Todo lo que habían conseguido Robespierre y los jacobinos fue liquidado. Las leyes de la Revolución fueron derogadas, sus conquistas sociales se quedaron en papel mojado y el alza de los precios de los alimentos generó una terrible hambruna. El Incorruptible pasó a ser considerado un malvado y un tirano, algo que jamás había sido a pesar de su arrogancia. La caída de Robespierre ilustra sobre el dilema del que era muy consciente: o la Revolución seguía avanzando o sufriría una involución que restauraría el Viejo Régimen. Sucedió lo segundo porque el líder del Club de los Jacobinos inició un camino de depuraciones y de ejecuciones sin final. Todo el mundo era sospechoso de traición, incluso montañeses de pura cepa como Billaud y Collot.

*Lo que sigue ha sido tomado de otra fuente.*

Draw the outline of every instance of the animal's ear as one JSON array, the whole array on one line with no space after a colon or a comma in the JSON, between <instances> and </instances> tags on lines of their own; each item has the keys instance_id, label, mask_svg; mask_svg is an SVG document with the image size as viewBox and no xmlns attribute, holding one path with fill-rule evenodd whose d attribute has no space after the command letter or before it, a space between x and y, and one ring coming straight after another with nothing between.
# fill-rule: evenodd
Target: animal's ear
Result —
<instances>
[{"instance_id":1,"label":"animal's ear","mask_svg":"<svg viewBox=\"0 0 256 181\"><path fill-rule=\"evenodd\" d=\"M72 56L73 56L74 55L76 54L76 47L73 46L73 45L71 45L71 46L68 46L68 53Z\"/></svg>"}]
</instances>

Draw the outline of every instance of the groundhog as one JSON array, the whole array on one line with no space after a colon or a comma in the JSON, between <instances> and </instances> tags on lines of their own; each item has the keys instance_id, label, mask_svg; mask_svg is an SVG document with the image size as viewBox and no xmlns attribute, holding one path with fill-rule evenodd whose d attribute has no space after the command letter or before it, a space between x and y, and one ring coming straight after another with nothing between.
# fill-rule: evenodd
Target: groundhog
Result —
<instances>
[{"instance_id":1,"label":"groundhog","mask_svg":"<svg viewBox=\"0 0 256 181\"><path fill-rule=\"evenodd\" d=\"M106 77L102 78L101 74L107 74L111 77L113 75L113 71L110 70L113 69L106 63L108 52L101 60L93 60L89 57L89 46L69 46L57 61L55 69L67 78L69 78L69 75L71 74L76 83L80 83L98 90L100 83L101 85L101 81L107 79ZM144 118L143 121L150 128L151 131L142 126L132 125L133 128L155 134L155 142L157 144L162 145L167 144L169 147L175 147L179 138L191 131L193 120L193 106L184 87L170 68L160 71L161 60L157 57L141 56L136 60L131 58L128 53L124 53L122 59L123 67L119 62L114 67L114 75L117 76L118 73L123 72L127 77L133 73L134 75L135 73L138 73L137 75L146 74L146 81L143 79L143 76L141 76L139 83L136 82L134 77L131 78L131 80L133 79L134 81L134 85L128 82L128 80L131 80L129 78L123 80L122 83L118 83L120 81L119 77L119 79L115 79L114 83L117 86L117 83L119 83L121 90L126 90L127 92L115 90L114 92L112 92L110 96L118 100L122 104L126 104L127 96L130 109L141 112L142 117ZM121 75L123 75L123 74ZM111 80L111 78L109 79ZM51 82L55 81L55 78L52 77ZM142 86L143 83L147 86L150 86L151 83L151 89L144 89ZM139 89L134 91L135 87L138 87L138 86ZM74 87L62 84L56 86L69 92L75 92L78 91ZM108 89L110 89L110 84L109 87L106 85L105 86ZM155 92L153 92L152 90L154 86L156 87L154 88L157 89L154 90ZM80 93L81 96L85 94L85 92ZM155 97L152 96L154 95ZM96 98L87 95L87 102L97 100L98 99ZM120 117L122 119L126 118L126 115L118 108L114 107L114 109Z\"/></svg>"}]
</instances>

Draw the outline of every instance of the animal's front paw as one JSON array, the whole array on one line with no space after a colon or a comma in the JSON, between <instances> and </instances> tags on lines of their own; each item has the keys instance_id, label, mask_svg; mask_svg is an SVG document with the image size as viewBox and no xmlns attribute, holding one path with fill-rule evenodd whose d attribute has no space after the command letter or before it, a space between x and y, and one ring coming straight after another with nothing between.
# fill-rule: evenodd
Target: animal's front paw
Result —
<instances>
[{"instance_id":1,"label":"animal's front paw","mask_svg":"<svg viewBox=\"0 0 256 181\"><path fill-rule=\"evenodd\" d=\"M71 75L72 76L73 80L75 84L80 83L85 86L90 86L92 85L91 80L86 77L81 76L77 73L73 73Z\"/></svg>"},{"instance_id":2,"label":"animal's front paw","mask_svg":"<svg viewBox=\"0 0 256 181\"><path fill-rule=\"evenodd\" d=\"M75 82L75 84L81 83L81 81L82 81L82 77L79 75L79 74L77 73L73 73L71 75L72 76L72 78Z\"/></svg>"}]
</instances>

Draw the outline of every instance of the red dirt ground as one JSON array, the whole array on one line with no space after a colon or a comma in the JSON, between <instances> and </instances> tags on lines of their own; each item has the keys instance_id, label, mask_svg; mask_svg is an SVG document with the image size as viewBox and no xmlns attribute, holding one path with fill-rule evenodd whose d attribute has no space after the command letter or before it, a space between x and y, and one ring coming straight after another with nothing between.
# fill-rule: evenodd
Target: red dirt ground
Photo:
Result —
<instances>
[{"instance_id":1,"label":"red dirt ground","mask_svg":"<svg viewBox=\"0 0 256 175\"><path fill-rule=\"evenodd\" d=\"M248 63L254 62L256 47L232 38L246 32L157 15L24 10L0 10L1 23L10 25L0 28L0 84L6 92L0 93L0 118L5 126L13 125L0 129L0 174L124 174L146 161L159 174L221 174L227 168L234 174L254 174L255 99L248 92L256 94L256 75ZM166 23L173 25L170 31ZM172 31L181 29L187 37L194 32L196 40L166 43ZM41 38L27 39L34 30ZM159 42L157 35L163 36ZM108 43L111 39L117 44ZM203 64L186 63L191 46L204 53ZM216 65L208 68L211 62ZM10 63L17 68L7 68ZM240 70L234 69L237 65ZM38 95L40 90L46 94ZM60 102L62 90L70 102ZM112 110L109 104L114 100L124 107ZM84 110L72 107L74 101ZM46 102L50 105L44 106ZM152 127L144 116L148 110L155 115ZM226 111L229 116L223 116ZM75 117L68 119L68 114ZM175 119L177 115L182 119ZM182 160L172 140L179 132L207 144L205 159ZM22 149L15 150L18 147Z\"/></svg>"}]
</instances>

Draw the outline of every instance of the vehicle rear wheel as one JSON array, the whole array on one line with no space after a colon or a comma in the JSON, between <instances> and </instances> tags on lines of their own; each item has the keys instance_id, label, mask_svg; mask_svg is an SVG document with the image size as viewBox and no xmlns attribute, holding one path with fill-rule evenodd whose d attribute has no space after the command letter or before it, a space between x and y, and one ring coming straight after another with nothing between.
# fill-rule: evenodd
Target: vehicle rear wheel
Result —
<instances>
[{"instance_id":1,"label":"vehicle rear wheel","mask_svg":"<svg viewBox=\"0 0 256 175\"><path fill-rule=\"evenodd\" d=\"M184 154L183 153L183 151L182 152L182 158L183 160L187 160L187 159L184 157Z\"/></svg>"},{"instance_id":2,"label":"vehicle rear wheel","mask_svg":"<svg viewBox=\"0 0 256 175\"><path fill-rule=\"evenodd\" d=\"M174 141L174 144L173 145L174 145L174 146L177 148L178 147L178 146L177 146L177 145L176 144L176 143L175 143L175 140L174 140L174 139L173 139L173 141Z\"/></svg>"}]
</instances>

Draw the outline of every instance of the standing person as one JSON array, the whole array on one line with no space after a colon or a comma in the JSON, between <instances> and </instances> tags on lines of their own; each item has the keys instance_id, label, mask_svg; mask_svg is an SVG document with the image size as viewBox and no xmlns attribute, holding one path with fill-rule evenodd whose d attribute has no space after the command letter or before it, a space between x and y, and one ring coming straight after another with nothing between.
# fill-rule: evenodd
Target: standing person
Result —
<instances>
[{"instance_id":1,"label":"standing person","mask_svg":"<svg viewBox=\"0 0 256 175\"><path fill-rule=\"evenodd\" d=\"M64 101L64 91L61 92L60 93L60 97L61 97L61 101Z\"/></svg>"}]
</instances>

El terror desencadena terror y fue el miedo lo que provocó la rebelión de un amplio sector de la Convención y del Comité contra un hombre con el que era imposible pactar porque se creía depositario de la virtud y de la razón revolucionaria. Se había convertido en un iluminado que despreciaba a sus compañeros y que se situaba por encima del bien y el mal. Fue un cúmulo de circunstancias y casualidades lo que causó su triste final en la guillotina a la que había enviado a millares de adversarios. El drama de Robespierre no fue provocado por sus abusos de poder ni por la falta de cualidades personales o ejemplaridad. Fue por su fanatismo, por desdeñar a sus oponentes y creer que él era la encarnación de la justicia y el progreso revolucionarios. Fue su soberbia lo que le perdió. Cayó en el mismo error que cometieron otros líderes históricos que pecaron de esa ‘hybris’ que tan bien conocían los griegos. La historia es la maestra de la vida, aunque en este país existe una memoria selectiva del pasado que olvida esta gran verdad.